Stamppot selderij met rauwe veldsla
Hoofdgerecht voor 4 personen
5 stengels bleekselderij
8 eetlepels of meer olijfolie extra vergine
2 tenen knoflook, gehakt
½ selderijknol
500 g vastkokende aardappelen, geschild
150 g veldsla
optioneel: wat gehakte wal- of pecannoten
Snijd de bleekselderij in dunne plakjes. Smoor die met 3 eetlepels olijfolie, de knoflook en wat zout beetgaar in een gesloten pan, in circa 10 minuten.
Schil de knolselderij en snijd hem in stukken. Doe met de aardappels in een pan, zet net onder water en voeg zout toe.
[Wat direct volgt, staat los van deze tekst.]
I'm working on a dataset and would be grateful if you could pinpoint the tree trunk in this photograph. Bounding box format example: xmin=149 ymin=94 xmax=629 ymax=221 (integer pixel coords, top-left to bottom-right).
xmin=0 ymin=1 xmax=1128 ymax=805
Kook gaar. Giet af maar bewaar het kookwater. Stamp de groenten (ja, daar bedoel ik ook de piepers mee, zijn ze plantaardig of niet?). Stamp nu niet meer maar roer er wat kookvocht en flink wat (twijfel? meer!) olijfolie door om het smeuïg te maken. Breng op smaak met zout en versgemalen peper. Meng er dan eerst de gesmoorde bleekselderij en daarna handje voor handje de veldsla door. Het is verstandig om de pan daarbij op een heel klein pitje te houden, anders koelt alles misschien te veel af. Ik serveerde het zo, maar wat gehakte noten erdoor lijken me ook niet misplaatst.